Lydia Lloyd was a prostitute, habitual drunk and thief, born 1843

Family historians, teachers, crime writers and academics can follow the lives of people convicted and transported to Australia or imprisoned in Britain using a vast, new, free online resource.

The Digital Panopticon website draws on over four million records to allow users to uncover how punishment affected the lives of 90,000 individuals convicted of crimes at the Old Bailey between 1780 and 1925, including those uprooted by the UK criminal justice system to carry out their sentence in the British Empire’s then newly established penal colonies in Australia.

By providing a wide range of search fields, including name, year and place of birth, criminal record, height, eye and hair colour, among others, it is possible to compare the impact of transportation and imprisonment on reoffending, desistence, family lives and health.

The free website also allows users to search by group, such as those convicted of a certain crime, and then download entire data sets for analysis.

Researchers have discovered that:

  • Many convicts did not serve the punishments as originally laid out, including many sentenced to transportation that never left Britain
  • British convicts that were transported to Australia tended to desist from offending once married with children.
  • Children born to transported convicts were healthier and taller than those born to convicts imprisoned in Britain.
  • A dramatic increase in record-keeping during the 19th century became a new form of state control over the criminal.

Project lead, Professor Barry Godfrey, a social historian at the University of Liverpool, said: “The amount of information is staggeringly huge, it’s a resource the likes of which we have never had before.

“It is one of the largest genealogical resources and one of the first to catalogue in chronological order so users can follow the whole life of a person.”

Francis Abbott was convicted of fraud in 1844 and transported to Australia, where he became a renowned astronomer and successful watchmaker

Professor Bob Shoemaker, at the University of Sheffield, said: “Combining extraordinarily rich records with the latest digital humanities methodologies, this free resource demonstrates the impact of punishment on health, family circumstances and future patterns of offending, with clear relevance to contemporary penal regimes.”

Tim Hitchcock, Professor of Digital History at the University of Sussex, said: “The Digital Panopticon helps us understand history from below in a new way – from the perspective of the hundreds of thousands of working people caught up in a global system of policing, punishment and empire.

“The material reveals the lived experience of trial and imprisonment. It really does change our understanding of the history of criminal justice, particularly the importance of both the criminal trial and plea bargaining to the system’s evolution.”

Thomas Griffin was convicted of burglary in 1847, aged 19, and transported to Australia. He continued to commit similar crimes in the colony for the next 30 years

Professor Deborah Oxley, at the University of Oxford, said: “Social and economic history has entered a new era.
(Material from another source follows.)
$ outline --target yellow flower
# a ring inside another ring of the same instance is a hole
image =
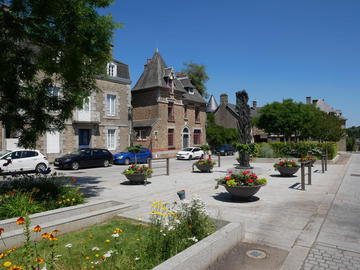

“Mass biography, connecting multifarious records across individual lives, offers new opportunities for understanding the past. Gaze afresh at the birth of the modern criminal justice system, as it journeyed from death and transportation to detention, from inside this Digital Panopticon.”

Professor Hamish Maxwell-Stuart, at the University of Tasmania, said: “The Digital Panopticon site will provide access to many records hitherto unavailable to Australian based researchers.

“It will prove a particularly important resource for family historians, enabling them to track the lives of the men and women sentenced in the Old Bailey to ‘leave their country for their country’s good’.”

Described as ‘a giant’ – he was 5ft 11in – Mark Jeffrey was found guilty of offences both in Britain and Australia, it seems frequently prompted by food availability. He wrote an autobiography at the age of 68, many years after transportation

The website forms part of the wider Digital Panopticon project, funded by the Arts and Humanities Research Council (AHRC), and has been developed by the University of Liverpool, University of Sheffield, University of Oxford, University of Sussex and University of Tasmania in Australia. The technical work, including data assembly, record linkage, and website creation was carried out by the Digital Humanities Institute at the University of Sheffield.

The new resource also includes data from genealogy sites Findmypast and Ancestry, as well as the National Archives and record collections in Australia. Users of the Digital Panopticon are able to see if additional materials related to their research are available in these external sources.

The public launch of the Digital Panopticon website takes place at the Digital Panopticon Conference, hosted at St George’s Hall, Liverpool from September 13-15 2017.